The Australian Manufacturing Workers’ Union (AMWU) has condemned the 9 June decision to terminate the current enterprise agreement between Griffin Coal and 70 maintenance workers at the Collie mine ahead of the agreement’s expiry next month.

“After 12 months of protracted negotiations, over which time Griffin has continually tried to cut pay and strip back the working conditions and entitlements fairly negotiated by workers over many years, the FWC has ruled that, in the ‘public interest’, the agreement should be terminated as of 10 July,” the AMWU said.

There were reportedly 24 bargaining agreement meetings between unions and the miner between March 2015 and February 2016, and 15 conferences facilitated by the FWC between the two to reach an agreement, however the parties failed to reach a mutual agreement.

According to the Fair Work Commission documents, “At the end of those bargaining meetings, the AMWU stated to the Commission that it is unable to agree or disagree that Griffin Coal has “communicated to employee bargaining representative the financial and economic imperatives for change in order to achieve a sustainable business.”

“Further, the AMWU is unable to agree or disagree that the range of provisions in the Maintenance Agreement which Griffin Coal regards as key provisions, includes: rates of pay, rosters, use of contractors, manning levels, superannuation and fares and allowances.”

 Following this, FWC commissioner Daniel Cloghan said, “In view of the significant amount of evidence, I find the AMWU’s response of neither agreeing nor disagreeing to the above statements not one of doubt, but denial. The evidence is plain on these issues.”

“The simple fact is that, after over 12 months of bargaining prior to the hearing, the parties are unable to reach agreement on a replacement agreement.”

Workers will now revert back to the existing Black Coal Mining Industry Award (2010), which will result in a 43 per cent pay cut and loss of entitlements and conditions.

It is understood the average maintenance worker earns around $127,000 annually, and under the new award pay will drop to $72,000.

It comes after Griffin’s parent company, India’s Lanco Infratech, complained over high operating costs, according to The West.

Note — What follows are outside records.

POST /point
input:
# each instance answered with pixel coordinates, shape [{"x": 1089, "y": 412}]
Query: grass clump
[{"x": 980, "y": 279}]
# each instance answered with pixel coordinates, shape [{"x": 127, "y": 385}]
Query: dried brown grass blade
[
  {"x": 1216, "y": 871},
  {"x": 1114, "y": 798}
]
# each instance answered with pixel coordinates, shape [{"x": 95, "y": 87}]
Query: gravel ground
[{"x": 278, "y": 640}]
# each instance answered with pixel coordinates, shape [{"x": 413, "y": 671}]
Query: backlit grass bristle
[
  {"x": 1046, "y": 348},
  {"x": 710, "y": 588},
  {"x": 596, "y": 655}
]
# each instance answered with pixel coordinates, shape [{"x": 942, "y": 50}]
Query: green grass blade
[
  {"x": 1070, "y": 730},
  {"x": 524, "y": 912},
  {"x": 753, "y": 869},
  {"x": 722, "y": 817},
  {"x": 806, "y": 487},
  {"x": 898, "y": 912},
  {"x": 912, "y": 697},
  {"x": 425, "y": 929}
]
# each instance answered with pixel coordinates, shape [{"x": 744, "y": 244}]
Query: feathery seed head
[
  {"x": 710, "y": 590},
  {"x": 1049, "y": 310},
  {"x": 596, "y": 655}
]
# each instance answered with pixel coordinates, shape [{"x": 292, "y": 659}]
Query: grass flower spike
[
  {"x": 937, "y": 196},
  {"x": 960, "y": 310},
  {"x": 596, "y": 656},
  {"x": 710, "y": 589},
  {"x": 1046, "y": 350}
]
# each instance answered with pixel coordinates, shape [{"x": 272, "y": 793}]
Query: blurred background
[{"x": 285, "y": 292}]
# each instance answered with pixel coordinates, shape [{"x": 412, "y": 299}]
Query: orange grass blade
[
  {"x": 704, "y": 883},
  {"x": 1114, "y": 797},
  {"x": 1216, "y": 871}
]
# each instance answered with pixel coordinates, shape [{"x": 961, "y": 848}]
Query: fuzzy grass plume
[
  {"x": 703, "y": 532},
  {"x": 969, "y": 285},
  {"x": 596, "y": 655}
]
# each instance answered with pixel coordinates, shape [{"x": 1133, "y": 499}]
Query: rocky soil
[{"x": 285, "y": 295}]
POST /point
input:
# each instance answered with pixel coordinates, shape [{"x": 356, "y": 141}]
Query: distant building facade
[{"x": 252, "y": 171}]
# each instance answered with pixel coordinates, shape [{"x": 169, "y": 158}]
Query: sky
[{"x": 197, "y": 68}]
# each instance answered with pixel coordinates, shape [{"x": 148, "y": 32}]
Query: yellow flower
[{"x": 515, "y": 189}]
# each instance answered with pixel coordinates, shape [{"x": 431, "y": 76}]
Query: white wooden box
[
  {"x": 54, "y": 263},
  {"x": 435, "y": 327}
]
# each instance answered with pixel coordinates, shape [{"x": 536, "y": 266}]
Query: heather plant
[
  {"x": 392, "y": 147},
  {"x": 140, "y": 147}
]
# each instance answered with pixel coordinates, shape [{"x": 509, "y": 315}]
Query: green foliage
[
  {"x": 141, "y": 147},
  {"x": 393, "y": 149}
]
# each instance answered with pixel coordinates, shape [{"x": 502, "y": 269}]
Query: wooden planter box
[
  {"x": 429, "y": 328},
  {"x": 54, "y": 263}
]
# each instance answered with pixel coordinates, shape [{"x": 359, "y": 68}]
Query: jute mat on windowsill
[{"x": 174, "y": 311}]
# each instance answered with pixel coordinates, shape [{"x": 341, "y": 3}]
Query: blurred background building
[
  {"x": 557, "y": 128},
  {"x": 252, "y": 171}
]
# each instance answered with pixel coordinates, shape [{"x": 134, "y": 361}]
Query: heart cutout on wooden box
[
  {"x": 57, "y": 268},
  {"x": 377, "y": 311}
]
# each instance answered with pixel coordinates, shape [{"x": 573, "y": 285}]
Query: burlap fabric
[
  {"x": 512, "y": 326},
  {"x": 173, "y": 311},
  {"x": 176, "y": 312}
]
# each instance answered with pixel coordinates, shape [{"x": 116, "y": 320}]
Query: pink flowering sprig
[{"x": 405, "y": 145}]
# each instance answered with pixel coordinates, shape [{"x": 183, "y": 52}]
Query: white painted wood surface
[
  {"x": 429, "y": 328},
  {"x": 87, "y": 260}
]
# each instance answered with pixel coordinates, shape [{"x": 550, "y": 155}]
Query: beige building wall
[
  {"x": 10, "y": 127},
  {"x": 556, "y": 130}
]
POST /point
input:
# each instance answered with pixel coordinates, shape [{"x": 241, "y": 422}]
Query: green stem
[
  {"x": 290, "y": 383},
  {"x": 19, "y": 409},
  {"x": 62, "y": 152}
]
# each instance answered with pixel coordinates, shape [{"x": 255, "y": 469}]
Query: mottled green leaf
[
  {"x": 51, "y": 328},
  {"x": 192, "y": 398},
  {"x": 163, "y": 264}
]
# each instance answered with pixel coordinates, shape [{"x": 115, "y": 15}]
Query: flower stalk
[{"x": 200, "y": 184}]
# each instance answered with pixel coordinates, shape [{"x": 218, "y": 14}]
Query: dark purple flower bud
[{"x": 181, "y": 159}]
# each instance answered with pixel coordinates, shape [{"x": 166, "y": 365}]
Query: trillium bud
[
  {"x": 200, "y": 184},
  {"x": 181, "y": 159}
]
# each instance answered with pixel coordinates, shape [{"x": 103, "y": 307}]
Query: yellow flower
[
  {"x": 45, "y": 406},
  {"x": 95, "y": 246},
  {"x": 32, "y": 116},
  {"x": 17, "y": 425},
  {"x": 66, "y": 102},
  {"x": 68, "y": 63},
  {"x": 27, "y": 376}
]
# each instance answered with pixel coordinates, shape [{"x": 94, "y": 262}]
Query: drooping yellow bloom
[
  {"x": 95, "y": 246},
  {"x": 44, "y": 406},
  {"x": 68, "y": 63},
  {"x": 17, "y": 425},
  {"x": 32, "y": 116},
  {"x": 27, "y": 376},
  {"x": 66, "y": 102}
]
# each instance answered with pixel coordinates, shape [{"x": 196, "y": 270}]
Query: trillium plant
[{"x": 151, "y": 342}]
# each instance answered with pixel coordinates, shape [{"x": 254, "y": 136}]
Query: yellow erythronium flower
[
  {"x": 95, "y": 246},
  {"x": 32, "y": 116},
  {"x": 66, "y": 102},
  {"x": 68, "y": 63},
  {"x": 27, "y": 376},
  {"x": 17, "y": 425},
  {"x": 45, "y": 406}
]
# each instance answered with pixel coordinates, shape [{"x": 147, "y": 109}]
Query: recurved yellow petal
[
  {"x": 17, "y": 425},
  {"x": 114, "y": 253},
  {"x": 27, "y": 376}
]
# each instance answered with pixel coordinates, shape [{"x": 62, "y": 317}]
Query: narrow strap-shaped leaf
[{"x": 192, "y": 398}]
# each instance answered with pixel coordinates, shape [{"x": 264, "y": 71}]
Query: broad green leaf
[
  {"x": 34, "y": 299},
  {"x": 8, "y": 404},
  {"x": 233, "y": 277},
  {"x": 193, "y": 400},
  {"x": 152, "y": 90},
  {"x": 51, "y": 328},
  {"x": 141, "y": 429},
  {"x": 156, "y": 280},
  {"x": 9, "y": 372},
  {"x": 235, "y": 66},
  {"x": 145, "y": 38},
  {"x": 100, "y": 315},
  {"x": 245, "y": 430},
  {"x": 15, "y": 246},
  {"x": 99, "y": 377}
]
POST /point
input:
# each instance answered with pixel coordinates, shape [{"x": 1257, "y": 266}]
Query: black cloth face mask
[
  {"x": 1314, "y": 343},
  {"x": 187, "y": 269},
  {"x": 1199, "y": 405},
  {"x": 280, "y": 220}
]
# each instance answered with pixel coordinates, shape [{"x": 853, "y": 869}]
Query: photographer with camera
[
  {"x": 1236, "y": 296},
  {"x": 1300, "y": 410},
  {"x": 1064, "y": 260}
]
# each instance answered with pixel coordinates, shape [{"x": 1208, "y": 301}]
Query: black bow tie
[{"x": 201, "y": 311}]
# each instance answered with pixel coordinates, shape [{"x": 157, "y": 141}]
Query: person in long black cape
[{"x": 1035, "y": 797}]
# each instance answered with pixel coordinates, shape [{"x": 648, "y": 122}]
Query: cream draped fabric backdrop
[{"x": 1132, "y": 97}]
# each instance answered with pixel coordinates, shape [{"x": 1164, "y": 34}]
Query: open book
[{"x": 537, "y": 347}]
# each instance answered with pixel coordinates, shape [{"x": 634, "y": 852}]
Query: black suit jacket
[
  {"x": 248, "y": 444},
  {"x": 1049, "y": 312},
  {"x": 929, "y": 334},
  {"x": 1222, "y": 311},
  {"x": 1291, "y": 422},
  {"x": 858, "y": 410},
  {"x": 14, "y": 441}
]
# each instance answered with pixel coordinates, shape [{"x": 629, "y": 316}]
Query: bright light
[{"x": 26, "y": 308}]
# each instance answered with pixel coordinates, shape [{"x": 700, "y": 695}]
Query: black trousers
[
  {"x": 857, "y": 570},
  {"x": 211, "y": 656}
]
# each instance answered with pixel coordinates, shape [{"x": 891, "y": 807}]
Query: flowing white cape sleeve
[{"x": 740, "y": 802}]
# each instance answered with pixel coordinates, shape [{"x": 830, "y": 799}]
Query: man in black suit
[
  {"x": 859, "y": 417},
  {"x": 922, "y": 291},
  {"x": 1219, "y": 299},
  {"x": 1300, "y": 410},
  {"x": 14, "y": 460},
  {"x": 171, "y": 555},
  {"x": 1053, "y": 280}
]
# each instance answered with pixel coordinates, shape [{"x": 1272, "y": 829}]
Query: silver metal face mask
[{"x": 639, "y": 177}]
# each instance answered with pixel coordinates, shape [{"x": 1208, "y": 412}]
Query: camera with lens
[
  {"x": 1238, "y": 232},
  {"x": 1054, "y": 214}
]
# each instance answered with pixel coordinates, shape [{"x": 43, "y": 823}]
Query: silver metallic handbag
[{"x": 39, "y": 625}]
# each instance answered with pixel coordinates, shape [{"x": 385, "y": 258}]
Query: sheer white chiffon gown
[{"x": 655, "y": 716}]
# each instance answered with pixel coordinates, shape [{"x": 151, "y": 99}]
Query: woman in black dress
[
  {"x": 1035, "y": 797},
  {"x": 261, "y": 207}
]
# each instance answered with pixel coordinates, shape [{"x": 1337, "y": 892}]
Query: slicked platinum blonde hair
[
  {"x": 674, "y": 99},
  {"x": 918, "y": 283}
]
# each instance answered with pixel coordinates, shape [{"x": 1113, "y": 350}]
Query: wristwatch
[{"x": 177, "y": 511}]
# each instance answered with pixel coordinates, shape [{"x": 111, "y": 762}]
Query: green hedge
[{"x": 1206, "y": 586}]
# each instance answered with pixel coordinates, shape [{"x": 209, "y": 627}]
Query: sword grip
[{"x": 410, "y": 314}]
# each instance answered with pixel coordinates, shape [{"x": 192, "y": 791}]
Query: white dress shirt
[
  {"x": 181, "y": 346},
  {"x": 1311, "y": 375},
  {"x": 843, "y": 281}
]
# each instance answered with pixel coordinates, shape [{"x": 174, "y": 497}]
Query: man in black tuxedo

FWC documents state the miner has been losing, on average, $48.9 million annually from 2011 to 2016, adding “Griffin loses money on every tonne of coal produced and sold” due to its existing long-term contracts”, which equates to the costs of producing one tonne of coal (excluding royalties) 52 per cent higher than the revenue it receives from its domestic supply contracts.

It went on to state Griffin’s largest operating cost is labour, with total wages and salaries in 2015 accounting for 43 per cent of its operating costs.

AMWU state secretary Steve McCartney described the decision as “an outrageous attack on the workers” and a “kick in the guts” to the local community.

“How can the FWC describe this decision as being in the ‘public interest’, when it’s workers, their families, and the whole Collie community who will suffer as a result of this company’s poor business practices,” McCartney said in an AMWU statement.

“Here we have a foreign-owned, multi-national company who have run this operation into the ground, and now thanks to the FWC Griffin are able to walk away from their responsibility to their workforce and the town.”

This is not the first time Griffin has faced issues over paying its workers.

In 2014 operations halted at the site over unpaid bills, with 260 workers suspended after Griffin failed to pay $30 million in debt to its contractor Carna Civil and Mining.